“Life doesn’t make any sense without interdependence. We need each other, and the sooner we learn that, the better for us all.”
Family dynamics can challenge even the healthiest interpersonal environments. You can commit to communication and conflict resolution. It will help, for sure, but nothing can prepare you for the myriad possibilities within a family unit.
You all live under the same roof. You know each other in more ways than anyone else. These conditions can breed closeness and solidarity.
They can also contribute to a build-up of resentment and frustration. This may be a recipe for a climate of excessive anger.
The Basics of Anger
In a vacuum, anger is neither good nor bad. It’s an emotion like any other. Anger can serve to protect us and our loved ones. In other contexts, anger helps create scenarios of conflict, fear, and even abuse. The goal is not to eliminate anger. Rather, in an ideal sense, we can understand it, respect it, and preempt it before it leads to ongoing issues.
Within a family, anger always has the potential to become volatile. Left unchecked, it may result in:
- Child abuse
- Sibling rivalries
- Separation or divorce
- Domestic violence
Even in less extreme cases, family anger can cultivate tension that feels as hereditary as one’s DNA. Needless to say, excessive family anger must be acknowledged and addressed. If things have already reached a point of violence or abuse, you must reach out for help immediately.
4 Tips to Help You Respond Better to Excessive Family Anger
1. Work to Understand While They are Angry
Anger has a way of blocking out our most compassionate instincts. But it is crucial to tap into our empathy and do our best to comprehend what a family member is going through. You would want the same level of understanding.

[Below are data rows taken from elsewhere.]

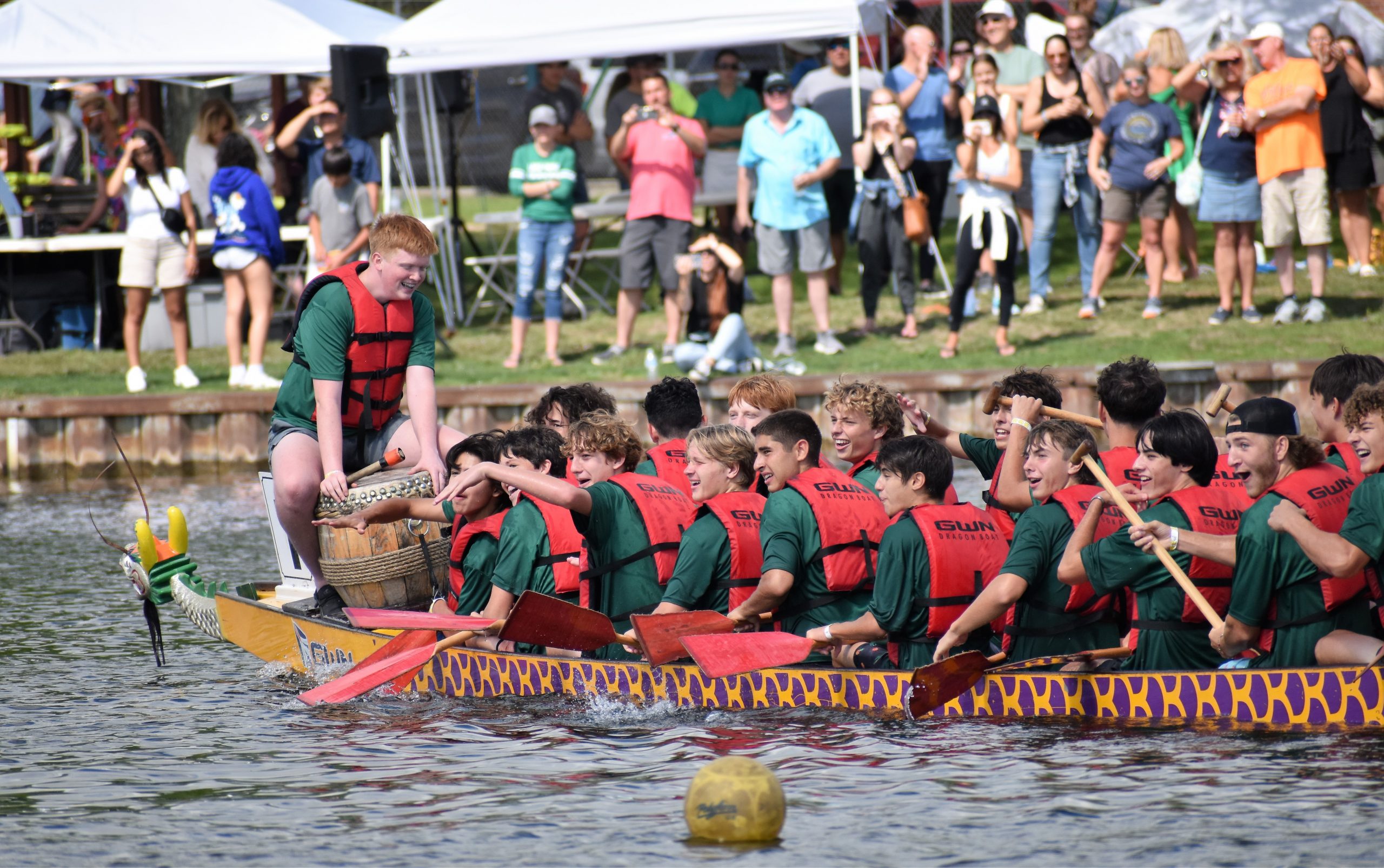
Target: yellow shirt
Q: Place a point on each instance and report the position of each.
(1296, 142)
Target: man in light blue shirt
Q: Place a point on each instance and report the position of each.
(791, 150)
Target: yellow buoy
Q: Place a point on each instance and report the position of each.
(735, 799)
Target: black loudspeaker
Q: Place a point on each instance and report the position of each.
(360, 86)
(454, 90)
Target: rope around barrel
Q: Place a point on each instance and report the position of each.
(382, 566)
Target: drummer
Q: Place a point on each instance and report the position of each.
(338, 409)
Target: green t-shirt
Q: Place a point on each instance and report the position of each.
(523, 540)
(703, 563)
(716, 110)
(1363, 525)
(529, 166)
(791, 540)
(323, 336)
(1115, 563)
(1041, 536)
(615, 531)
(1271, 566)
(906, 575)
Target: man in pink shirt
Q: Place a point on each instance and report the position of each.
(662, 149)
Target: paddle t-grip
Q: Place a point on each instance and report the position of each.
(995, 399)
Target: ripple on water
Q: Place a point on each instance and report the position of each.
(212, 759)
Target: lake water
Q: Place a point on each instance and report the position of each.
(105, 759)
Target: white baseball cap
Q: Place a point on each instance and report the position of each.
(997, 8)
(1264, 31)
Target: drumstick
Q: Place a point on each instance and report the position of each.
(391, 459)
(994, 399)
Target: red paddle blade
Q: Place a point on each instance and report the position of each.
(367, 676)
(398, 619)
(661, 636)
(936, 684)
(733, 654)
(547, 620)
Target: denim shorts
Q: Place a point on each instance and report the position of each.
(1227, 200)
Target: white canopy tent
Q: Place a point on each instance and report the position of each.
(161, 39)
(1203, 23)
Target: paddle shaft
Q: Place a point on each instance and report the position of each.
(1165, 556)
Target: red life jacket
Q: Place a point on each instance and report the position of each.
(1119, 464)
(850, 522)
(670, 463)
(1083, 605)
(564, 542)
(377, 355)
(1002, 519)
(666, 514)
(463, 535)
(740, 513)
(1353, 462)
(1207, 511)
(1323, 492)
(1225, 478)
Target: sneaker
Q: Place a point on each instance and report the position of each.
(1286, 312)
(608, 355)
(827, 344)
(1315, 312)
(184, 378)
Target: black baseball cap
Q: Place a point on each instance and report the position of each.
(1267, 416)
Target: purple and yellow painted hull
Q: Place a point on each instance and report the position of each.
(1266, 697)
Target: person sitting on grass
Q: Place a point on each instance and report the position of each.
(720, 558)
(820, 532)
(1173, 464)
(673, 409)
(1361, 539)
(1008, 495)
(933, 560)
(1044, 617)
(631, 524)
(475, 517)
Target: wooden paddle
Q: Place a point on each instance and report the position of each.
(994, 399)
(378, 667)
(1081, 657)
(1163, 554)
(399, 619)
(733, 654)
(936, 684)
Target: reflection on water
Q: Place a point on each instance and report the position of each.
(104, 759)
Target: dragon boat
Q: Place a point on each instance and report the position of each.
(254, 618)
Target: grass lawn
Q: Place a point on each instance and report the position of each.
(1056, 337)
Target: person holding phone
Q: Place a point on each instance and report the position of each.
(886, 151)
(992, 171)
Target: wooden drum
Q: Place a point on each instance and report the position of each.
(389, 566)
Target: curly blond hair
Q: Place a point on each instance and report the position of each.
(606, 432)
(871, 399)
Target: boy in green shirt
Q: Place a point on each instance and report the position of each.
(1041, 623)
(917, 472)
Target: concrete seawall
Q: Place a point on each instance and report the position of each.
(199, 432)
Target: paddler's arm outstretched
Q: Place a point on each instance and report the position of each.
(994, 601)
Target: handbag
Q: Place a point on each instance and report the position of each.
(1189, 182)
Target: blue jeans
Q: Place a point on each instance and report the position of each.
(547, 244)
(1047, 184)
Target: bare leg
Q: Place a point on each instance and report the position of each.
(136, 302)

2. Choose Your Battles Wisely
Not everything is worthy of debate, never mind an argument. Set boundaries, identify your priorities, and take it from there. Black-and-white thinking will keep the anger cycle going. Family dynamics contain many gray areas. This means discretion is required. Surrender is not the acceptable goal but compromise is very much required.
3. Learn How to Apologize
In situations of excessive family anger, you (and everyone involved) will need this skill. Own up to what you’ve said or done. Take responsibility for your actions. Express and show remorse. Hold yourself accountable. Promise to not let it happen again and do the work to fulfill that promise. You have every right to demand equal apologies in return.
4. Become Aware of Your Non-Verbal Communication Style
Anger is expressed in many, many ways. It can be provoked by many, many factors. Non-verbal cues fall into both categories, e.g.
- Body language
- Facial gestures
- Vocal inflections and tone
Timing also plays a role. Look for the opportune times to discuss differences. Do the work to identify your triggers and the triggers of your loved ones. It may not be what you say but instead, how or when you choose to say it.
Getting to the Root of the Family Problems
Ideally, the above tips — and others like them — may serve to reduce tensions and increase healthy communication. More often than not, however, you and your family will need outside help. It could be individual therapy for the relatives involved. Just as well, you may opt for group therapy to get everyone in the same room at the same time.
Even during a time of reduced social interactions, you have the option of online family therapy. Telehealth gives your counselor a chance to witness family dynamics within the family home. Whatever approach you choose, it will be a giant step toward a deeper understanding and a move toward healing.